Ireland’s economic problems are of its own making and the country should consider making a larger adjustment than expected in the upcoming budget, a senior banking figure has said.
Goldman Sachs International chairman Peter Sutherland said he agreed with Jurgen Stark’s conclusion that the Government should front load cuts outlined in the bailout plan, capitalising on improving market sentiment towards Ireland.
Speaking at the Institute of International and European Affairs in Dublin today, he said Ireland had a “brief” opportunity to surprise the markets and put “clear blue water between ourselves and others”.
Mr Sutherland said much of the criticism of the response by euro zone member states to Ireland's crisis was unfair, noting that although the interest payable on the EU portion of the bailout was too high, it was lower than the markets would have demanded.
“The question is legitimately asked why countries with large fiscal deficits continue to maintain costs in their economies that are far higher than in the donor countries who are bailing them out,” he said.
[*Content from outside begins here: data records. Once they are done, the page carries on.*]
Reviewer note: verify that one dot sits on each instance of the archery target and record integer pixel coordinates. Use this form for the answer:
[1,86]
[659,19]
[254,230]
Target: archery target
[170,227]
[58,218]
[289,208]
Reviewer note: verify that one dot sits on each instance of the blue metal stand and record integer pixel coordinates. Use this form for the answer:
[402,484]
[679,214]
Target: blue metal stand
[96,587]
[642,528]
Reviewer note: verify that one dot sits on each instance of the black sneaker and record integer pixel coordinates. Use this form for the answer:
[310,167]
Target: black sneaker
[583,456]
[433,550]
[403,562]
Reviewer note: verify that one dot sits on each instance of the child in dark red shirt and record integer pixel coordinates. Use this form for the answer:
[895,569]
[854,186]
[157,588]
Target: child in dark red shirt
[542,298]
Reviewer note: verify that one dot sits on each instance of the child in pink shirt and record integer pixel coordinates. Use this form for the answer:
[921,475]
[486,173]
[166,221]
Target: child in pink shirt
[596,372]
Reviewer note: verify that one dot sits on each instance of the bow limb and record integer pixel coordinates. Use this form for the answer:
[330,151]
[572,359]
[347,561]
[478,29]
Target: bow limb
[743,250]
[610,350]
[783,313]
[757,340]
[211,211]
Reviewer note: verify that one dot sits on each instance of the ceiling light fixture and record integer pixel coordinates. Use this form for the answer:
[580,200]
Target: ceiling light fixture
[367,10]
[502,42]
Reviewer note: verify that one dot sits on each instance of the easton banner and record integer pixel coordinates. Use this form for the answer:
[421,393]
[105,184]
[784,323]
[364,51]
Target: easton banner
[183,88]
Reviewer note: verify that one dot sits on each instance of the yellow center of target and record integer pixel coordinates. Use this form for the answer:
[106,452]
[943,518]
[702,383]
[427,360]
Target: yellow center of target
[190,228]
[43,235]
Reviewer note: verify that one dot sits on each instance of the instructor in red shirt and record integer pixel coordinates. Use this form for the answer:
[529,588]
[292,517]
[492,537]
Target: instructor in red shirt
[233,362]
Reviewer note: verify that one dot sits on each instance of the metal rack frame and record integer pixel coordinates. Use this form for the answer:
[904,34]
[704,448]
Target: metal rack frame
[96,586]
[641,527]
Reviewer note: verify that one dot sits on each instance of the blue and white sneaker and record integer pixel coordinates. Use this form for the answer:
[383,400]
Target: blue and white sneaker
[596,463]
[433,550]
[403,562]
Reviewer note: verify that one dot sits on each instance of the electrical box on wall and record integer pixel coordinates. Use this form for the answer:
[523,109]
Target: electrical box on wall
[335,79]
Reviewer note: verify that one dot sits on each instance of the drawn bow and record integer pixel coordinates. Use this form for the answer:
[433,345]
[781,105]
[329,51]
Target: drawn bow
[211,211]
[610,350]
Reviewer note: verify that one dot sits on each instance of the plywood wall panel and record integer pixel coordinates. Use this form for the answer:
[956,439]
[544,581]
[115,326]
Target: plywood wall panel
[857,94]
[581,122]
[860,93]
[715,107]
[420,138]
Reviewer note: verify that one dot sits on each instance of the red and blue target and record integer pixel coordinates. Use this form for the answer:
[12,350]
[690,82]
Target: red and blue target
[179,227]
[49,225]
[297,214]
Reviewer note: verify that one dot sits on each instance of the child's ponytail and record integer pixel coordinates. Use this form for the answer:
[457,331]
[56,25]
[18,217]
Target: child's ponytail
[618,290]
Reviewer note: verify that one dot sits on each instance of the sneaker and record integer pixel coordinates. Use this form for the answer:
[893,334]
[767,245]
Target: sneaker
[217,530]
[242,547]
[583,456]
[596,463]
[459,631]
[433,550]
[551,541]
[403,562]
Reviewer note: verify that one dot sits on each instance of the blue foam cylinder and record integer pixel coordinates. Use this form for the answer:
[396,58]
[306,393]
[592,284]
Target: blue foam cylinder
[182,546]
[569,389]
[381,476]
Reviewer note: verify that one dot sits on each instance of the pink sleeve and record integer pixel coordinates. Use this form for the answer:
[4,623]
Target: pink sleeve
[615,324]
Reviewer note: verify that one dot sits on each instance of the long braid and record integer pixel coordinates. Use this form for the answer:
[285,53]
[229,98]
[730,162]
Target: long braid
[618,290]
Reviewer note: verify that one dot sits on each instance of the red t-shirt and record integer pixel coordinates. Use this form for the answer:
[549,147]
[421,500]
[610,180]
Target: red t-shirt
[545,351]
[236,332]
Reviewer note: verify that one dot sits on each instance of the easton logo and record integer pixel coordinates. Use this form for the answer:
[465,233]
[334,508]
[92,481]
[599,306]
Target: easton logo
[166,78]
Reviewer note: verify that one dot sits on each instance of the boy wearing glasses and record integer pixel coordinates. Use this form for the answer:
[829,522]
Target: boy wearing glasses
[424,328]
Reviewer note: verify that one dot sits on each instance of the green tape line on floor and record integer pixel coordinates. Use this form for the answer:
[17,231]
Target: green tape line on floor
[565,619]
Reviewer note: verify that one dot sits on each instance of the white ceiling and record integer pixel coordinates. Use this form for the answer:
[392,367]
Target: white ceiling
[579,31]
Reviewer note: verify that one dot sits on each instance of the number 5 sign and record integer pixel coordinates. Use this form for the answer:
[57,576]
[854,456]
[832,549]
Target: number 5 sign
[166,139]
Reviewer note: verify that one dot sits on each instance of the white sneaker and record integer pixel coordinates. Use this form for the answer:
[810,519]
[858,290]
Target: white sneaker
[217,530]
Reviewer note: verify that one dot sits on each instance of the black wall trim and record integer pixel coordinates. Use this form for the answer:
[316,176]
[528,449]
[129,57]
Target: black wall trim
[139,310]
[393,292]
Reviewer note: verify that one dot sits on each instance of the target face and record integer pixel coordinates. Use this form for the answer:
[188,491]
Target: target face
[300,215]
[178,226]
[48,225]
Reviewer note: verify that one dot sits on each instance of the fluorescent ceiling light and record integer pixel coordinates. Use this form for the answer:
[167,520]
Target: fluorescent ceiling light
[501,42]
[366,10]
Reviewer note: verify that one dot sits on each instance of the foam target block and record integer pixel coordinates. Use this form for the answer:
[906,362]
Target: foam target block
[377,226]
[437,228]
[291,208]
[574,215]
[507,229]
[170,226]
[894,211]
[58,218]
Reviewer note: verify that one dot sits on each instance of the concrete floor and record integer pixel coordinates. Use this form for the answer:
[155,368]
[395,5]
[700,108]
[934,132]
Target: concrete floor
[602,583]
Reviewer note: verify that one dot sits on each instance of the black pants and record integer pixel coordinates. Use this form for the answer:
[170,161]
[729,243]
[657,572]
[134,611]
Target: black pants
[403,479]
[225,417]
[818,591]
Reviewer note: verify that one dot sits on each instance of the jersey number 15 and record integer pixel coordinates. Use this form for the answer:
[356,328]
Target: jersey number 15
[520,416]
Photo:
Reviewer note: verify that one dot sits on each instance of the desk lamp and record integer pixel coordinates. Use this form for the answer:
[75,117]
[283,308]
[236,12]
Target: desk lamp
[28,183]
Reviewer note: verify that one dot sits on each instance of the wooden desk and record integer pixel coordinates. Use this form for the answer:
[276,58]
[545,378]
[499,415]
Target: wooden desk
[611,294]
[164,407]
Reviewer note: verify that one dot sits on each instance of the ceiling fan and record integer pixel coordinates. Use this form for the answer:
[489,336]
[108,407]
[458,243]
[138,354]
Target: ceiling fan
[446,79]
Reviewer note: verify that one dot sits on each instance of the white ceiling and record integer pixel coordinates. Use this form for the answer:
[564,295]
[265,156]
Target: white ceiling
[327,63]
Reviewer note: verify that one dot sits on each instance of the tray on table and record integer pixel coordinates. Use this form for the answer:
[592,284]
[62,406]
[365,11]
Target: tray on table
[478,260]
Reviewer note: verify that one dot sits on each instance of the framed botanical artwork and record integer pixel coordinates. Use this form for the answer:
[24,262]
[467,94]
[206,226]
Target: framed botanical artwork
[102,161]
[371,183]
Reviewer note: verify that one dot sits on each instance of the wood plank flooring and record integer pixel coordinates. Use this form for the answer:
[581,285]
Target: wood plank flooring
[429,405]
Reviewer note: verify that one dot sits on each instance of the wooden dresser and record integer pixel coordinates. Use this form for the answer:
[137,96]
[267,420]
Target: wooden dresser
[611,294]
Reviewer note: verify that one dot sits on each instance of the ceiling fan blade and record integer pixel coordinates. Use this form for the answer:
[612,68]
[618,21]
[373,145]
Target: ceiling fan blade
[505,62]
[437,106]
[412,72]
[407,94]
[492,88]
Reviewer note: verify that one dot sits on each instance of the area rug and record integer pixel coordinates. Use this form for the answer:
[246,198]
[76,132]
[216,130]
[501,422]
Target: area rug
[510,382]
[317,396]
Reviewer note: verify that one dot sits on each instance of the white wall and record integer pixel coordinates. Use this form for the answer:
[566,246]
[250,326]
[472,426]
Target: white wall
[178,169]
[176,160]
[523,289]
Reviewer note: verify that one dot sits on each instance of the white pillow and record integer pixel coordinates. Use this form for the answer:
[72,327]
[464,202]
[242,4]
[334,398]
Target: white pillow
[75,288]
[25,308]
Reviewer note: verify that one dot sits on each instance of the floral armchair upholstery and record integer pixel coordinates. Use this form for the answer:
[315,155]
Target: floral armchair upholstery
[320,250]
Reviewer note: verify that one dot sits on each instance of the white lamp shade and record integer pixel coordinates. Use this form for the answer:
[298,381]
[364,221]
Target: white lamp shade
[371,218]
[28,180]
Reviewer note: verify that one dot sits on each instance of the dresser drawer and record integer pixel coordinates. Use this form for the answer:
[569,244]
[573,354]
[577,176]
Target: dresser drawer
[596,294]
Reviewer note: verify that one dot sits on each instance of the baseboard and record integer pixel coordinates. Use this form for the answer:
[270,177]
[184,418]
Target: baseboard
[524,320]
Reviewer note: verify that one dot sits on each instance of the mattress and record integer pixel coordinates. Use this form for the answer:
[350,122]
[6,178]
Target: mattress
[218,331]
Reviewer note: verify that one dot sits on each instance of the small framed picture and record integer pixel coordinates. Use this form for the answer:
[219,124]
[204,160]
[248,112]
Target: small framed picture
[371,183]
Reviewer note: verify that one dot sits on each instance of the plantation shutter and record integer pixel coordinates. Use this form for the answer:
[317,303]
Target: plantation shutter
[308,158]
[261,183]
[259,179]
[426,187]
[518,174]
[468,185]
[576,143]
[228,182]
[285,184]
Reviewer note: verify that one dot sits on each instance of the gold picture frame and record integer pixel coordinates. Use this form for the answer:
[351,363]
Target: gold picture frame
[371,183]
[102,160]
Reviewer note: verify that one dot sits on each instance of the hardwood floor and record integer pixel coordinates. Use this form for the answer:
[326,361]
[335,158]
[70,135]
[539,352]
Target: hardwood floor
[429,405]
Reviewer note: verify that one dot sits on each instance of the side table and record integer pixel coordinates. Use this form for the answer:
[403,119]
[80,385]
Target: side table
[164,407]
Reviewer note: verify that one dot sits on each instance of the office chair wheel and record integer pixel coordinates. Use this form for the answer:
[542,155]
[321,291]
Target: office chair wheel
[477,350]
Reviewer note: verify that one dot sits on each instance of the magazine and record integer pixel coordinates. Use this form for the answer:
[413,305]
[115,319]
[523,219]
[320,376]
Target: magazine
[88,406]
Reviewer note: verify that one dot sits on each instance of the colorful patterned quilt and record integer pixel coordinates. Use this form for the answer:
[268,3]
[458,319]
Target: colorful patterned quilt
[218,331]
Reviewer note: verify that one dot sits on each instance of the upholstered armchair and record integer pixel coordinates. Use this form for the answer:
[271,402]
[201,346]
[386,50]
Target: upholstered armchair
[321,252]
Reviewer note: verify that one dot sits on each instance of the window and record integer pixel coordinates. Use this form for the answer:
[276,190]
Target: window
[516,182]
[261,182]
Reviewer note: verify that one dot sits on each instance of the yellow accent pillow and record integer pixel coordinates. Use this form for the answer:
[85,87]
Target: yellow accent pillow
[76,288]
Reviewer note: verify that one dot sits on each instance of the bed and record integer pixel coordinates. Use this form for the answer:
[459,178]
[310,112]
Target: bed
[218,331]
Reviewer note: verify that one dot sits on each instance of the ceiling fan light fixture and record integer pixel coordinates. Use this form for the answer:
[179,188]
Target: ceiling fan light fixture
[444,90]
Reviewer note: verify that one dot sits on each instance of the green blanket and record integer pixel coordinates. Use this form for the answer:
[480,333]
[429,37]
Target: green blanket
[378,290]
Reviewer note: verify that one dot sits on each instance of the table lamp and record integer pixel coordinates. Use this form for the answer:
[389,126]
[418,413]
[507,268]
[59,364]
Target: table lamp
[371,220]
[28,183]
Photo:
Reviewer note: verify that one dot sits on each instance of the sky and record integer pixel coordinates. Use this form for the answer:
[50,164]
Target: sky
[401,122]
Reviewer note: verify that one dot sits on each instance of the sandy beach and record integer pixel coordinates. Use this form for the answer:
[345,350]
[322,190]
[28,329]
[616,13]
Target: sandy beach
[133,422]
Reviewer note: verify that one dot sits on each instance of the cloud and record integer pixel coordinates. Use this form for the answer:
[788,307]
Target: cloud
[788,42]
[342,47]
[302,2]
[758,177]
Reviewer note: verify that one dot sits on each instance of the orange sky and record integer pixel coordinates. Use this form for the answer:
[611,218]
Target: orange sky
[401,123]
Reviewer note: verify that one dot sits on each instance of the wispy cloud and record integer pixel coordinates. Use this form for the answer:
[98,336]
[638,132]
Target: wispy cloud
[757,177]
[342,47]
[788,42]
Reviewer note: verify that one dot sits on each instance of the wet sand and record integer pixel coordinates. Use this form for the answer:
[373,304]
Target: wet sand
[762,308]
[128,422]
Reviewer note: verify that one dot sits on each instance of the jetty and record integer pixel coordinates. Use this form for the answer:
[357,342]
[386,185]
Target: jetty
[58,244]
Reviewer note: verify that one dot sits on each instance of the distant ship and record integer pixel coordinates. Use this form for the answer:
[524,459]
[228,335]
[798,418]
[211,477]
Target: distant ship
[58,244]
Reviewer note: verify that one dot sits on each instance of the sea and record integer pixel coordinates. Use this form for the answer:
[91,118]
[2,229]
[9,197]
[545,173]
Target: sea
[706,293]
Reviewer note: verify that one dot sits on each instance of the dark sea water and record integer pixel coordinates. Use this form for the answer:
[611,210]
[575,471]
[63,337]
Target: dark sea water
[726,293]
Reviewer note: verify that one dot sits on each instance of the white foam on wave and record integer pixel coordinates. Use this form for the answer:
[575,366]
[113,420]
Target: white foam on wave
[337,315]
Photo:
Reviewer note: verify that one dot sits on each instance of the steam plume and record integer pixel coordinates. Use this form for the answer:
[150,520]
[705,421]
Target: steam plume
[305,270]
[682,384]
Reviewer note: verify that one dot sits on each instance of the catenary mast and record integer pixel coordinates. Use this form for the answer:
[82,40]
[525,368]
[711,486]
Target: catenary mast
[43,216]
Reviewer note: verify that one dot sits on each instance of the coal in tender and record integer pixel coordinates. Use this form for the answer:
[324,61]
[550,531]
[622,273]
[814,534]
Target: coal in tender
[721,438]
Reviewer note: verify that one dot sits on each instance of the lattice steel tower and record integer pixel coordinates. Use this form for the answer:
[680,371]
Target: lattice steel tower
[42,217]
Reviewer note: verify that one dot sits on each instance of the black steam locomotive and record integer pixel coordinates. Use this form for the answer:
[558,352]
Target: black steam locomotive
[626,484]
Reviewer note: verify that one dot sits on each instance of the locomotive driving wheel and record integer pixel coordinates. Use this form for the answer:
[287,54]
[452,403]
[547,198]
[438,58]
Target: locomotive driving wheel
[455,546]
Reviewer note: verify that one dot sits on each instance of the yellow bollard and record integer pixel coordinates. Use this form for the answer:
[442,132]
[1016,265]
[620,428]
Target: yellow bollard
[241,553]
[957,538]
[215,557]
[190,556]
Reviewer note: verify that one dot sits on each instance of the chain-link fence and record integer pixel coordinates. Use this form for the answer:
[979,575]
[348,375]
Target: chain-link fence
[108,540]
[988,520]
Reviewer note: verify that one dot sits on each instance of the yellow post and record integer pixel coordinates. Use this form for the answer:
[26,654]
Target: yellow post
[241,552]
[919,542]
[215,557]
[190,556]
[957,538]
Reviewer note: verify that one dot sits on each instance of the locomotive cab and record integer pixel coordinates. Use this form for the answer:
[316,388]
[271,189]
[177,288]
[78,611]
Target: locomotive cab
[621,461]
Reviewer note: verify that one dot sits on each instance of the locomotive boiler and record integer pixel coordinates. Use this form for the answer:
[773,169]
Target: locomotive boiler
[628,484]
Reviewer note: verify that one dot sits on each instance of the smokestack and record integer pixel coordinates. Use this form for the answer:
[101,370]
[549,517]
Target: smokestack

Mr Sutherland said Ireland has a vital interest in sustaining the euro, while countries such as Germany were committed to keeping the project alive.
“The next period of weeks will be of great importance and potentially dangerous not least because many countries including Germany still have to adopt the legislation necessary to give effect to the agreement of July 21st increasing the funds of the EFSF to €440 billion,” he said. “Greece is of course another reason for concern.”
Mr Sutherland said there was no avoiding what must be done in Ireland, with planned measures including the reduction of the budget deficit by at least €3.6 billion.
“Markets are not forgiving and we cannot fail to reach this target and, as I have said, I think that we should look seriously to going somewhat further,” he said. “The bottom line is that taking account of various factors not recognised in our programme we must look again at the €3.6 billion to establish if it is enough.”
These factors include reduced gross domestic product in 2012, and a poorer global economic environment than previously thought.
“We have no alternative but to pursue difficult policy options and the commendable resolve of the Government should not be undermined by those who apparently fail to recognise how serious our position remains,” Mr Sutherland said.